Gianfranco era il più vecchio, Claudio il più giovane; Gianfranco era un ariete, non si fermava davanti a nulla, Claudio aveva le moto nel sangue e sapeva realizzare vere opere d’arte. Insieme a tecnici dalla straordinaria esperienza, a talenti unici nella meccanica e nello stile (uno per tutti Massimo Tamburini), hanno costruito vere icone.
Anche il maggiore dei due fratelli - Gianfranco - ci ha lasciati, dopo lunga malattia, lo scorso 10 novembre, mentre Claudio non è più tra noi dal 2011. Li dividevano cinque anni di età, ma avevano in comune una straordinaria passione per la moto e ancora di più per le competizioni. Venivano da un mondo che aveva la meccanica sulla pelle: l’industria di famiglia che si occupava di minuterie metalliche, la Cagiva ovvero CAstiglioni GIovanni VArese.
I fratelli lombardi entrano nel Motomondiale nel 1977 sponsorizzando il team Life di Alberto Pagani, figlio di Nello, iridato della 125 nel 1949 con la Mondial. Il pilota è Marco Lucchinelli, la moto è una Suzuki 500 quattro cilindri. Nel 1978 Pagani decide di non andare oltre con le gare e l’intero materiale della squadra viene rilevato dai Castiglioni. Si organizza una struttura, dove si ritrovano un gruppo di tecnici ex Aermacchi e MV Agusta.
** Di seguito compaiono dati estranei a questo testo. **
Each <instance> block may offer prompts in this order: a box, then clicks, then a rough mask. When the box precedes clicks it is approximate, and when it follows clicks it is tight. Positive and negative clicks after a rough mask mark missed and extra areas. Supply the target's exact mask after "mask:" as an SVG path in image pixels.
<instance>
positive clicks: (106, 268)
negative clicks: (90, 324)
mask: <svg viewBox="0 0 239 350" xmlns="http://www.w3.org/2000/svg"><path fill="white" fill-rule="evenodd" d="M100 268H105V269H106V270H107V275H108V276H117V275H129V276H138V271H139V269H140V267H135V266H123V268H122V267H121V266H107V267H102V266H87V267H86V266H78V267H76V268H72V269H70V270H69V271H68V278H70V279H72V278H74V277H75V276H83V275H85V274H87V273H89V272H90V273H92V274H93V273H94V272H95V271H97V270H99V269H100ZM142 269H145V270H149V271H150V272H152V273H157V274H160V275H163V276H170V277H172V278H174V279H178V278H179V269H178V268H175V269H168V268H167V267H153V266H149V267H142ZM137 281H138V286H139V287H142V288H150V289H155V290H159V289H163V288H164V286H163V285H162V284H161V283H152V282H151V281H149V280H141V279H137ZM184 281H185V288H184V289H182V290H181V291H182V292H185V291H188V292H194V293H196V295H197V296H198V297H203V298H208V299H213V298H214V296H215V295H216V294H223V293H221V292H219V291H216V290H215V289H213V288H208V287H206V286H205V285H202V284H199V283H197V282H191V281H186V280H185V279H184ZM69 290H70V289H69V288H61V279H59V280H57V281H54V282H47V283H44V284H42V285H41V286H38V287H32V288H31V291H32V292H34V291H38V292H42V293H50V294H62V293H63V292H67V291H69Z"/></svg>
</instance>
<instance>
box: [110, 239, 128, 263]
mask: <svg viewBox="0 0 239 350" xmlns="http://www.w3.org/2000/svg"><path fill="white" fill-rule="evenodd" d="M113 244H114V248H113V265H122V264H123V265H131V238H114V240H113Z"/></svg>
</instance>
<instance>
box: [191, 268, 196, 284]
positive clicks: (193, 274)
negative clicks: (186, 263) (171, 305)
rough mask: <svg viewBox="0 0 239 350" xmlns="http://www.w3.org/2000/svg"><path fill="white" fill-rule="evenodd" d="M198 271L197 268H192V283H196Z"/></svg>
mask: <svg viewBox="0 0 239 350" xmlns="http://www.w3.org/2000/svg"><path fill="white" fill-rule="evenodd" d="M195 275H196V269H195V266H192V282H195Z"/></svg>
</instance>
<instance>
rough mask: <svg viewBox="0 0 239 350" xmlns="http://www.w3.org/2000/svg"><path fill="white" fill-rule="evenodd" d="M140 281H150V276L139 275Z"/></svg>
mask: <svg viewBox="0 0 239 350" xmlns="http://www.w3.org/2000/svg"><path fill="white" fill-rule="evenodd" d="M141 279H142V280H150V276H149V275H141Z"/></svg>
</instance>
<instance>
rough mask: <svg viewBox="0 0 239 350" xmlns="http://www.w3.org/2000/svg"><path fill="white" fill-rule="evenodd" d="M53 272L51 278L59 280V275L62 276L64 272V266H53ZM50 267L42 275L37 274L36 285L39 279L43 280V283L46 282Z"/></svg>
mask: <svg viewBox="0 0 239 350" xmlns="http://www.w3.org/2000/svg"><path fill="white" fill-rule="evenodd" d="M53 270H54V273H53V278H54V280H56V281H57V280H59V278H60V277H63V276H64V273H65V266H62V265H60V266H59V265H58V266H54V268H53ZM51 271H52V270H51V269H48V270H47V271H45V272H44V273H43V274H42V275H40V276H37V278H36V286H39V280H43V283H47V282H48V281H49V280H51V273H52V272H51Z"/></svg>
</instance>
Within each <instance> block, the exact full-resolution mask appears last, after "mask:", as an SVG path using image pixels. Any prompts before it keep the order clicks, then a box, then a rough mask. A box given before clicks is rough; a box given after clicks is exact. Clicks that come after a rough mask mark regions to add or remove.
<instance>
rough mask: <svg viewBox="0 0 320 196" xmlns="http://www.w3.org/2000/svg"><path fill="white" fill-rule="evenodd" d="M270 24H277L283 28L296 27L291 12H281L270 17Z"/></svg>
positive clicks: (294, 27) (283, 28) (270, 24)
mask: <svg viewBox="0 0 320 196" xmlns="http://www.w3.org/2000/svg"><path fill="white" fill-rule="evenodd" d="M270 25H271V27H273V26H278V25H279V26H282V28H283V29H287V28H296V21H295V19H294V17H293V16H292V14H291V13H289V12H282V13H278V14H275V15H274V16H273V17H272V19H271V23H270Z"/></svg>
Lucchinelli si piazzerà al nono posto, con il miglior risultato di un terzo gradino del podio al Nazioni al Mugello. Il 1978 è pure l’anno che segna la svolta di Cagiva: il 2 ottobre dalle ceneri di Aermacchi (che poi erano sempre quelle raccolte da Harley-Davidson nel 1972 dallo scorporo dall’azienda aeronautica), nasce una nuovo Marchio delle due ruote.
Sarebbe meglio dire che i Castiglioni più che subentrare alla Harley, “salvano” letteralmente la fabbrica della Schiranna – e i suoi lavoratori (circa 150 dipendenti) - da una irreversibile chiusura. La produzione spinge inizialmente sul fuoristrada e viene costruita una 250 2T da Regolarità (102 kg, 34 CV) che presenta sul serbatoio entrambi i marchi H-D e Cagiva, ma alla fine del 1979 il logo americano scompare del tutto. I Castiglioni investono nell’ammodernamento delle strutture della fabbrica e nello sviluppo di nuovi modelli.
L’aggiornamento di gamma si basa su motori 2T monocilindrici, da 125 e 350 cc, ma ai fratelloni di occuparsi di moto da cross e stradali 125 non basta. Si vuole andare a competere direttamente con i giapponesi, così viene siglato nel 1983 un accordo settennale con la Ducati per la fornitura dei motori bicilindrici ad L da 350 a 1.000 cc, con un potenziale di 14.000 propulsori per il 1986. Contemporaneamente a Bologna si cessa la produzione delle moto (circa 5.000 pezzi all’anno), ma solo due anni dopo il pacchetto di maggioranza dell’azienda di Borgo Panigale passa dalla Finmeccanica a Cagiva: siamo al via di una nuova stagione di grandi moto bolognesi. Nuovamente si può dire che l’intervento dei Castiglioni è stato fondamentale per la sopravvivenza di una fabbrica, perché la Ducati sarebbe cessata di esistere.